Regarding a possible future scenario with credit2 eventually supporting
gang scheduling on hyperthreads (which is desirable due to security
reasons [side channel attack] and fairness) my patch seems to be more
suited for that direction than yours. Correct me if I'm wrong, but I
think scheduling domains won't enable the guest kernel's scheduler to
migrate threads more easily between hyperthreads opposed to other
vcpus,
while my approach can easily be extended to do so.

  - whether you think, looking at this preliminary set of numbers,
that
    this is something worth continuing investigating,

I believe as both approaches lead to the same topology information used
by the scheduler (all vcpus are regarded as being equal) your numbers
should apply to my patch as well. Would you mind verifying this?

If set_cpu_sibling_map()'s has_mp is false, wouldn't we effectively have
both of your patches?

Hmm, sort of.

OTOH this would it make hard to make use of some of the topology
information in case of e.g. pinned vcpus (as George pointed out).

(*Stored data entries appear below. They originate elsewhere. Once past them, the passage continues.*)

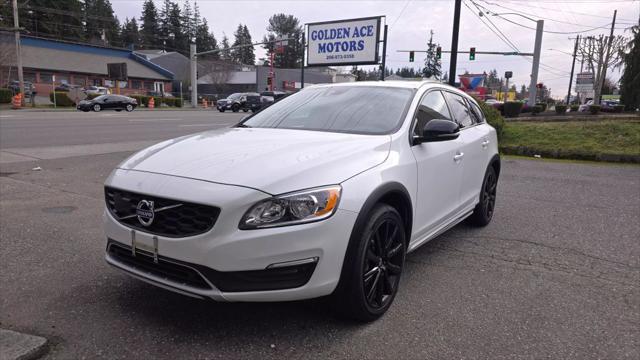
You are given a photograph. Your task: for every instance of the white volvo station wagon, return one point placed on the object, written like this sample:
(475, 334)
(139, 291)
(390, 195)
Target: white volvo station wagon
(323, 193)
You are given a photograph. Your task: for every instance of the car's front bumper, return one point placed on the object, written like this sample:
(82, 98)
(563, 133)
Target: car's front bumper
(232, 260)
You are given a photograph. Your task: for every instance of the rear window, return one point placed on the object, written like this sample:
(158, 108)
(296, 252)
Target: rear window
(349, 109)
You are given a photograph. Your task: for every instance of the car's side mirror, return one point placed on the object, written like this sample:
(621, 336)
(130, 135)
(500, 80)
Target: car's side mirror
(438, 130)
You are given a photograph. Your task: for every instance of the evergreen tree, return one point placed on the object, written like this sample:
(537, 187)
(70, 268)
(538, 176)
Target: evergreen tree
(285, 26)
(629, 89)
(225, 54)
(130, 33)
(102, 26)
(150, 27)
(205, 40)
(431, 63)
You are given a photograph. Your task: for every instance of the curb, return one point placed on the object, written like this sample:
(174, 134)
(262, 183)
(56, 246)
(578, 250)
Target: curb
(19, 346)
(569, 155)
(567, 118)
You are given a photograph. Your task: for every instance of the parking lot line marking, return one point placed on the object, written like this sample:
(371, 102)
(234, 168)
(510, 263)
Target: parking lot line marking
(203, 125)
(153, 120)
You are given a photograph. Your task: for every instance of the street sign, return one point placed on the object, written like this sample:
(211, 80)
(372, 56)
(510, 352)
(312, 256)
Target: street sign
(584, 82)
(343, 42)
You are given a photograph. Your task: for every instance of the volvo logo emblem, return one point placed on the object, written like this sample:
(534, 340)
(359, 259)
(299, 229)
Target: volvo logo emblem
(145, 212)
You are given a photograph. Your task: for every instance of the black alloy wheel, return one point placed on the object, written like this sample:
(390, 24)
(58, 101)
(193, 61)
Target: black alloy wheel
(372, 266)
(383, 263)
(483, 212)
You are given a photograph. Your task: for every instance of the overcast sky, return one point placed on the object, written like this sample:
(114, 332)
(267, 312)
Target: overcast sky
(410, 22)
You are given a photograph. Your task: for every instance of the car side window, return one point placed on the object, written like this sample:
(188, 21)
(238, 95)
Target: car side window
(432, 106)
(476, 112)
(459, 109)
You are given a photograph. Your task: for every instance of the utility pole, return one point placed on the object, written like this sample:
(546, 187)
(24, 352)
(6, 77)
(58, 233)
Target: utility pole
(454, 43)
(16, 26)
(194, 76)
(603, 73)
(536, 62)
(573, 65)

I didn't mean to just set has_mp to zero unconditionally (for Xen, or
any other, guest). We'd need to have some logic as to when to set it to
false.

In case we want to be able to use some of the topology information this
would mean we'd have two different mechanisms to either disable all
topology usage or only parts of it. I'd rather have a way to specify
which levels of the topology information (numa nodes, cache siblings,
core siblings) are to be used. Using none is just one possibility with
all levels disabled.


Juergen


Also, it seems to me that Xen guests would not be the only ones having
to deal with topology inconsistencies due to migrating VCPUs. Don't KVM
guests, for example, have the same problem? And if yes, perhaps we
should try solving it in non-Xen-specific way (especially given that
both of those patches look pretty simple and thus are presumably easy to
integrate into common code).

Indeed. I'll have a try.

And, as George already pointed out, this should be an optional feature
--- if a guest spans physical nodes and VCPUs are pinned then we don't
always want flat topology/domains.

Yes, it might be a good idea to be able to keep some of the topology
levels. I'll modify my patch to make this command line selectable.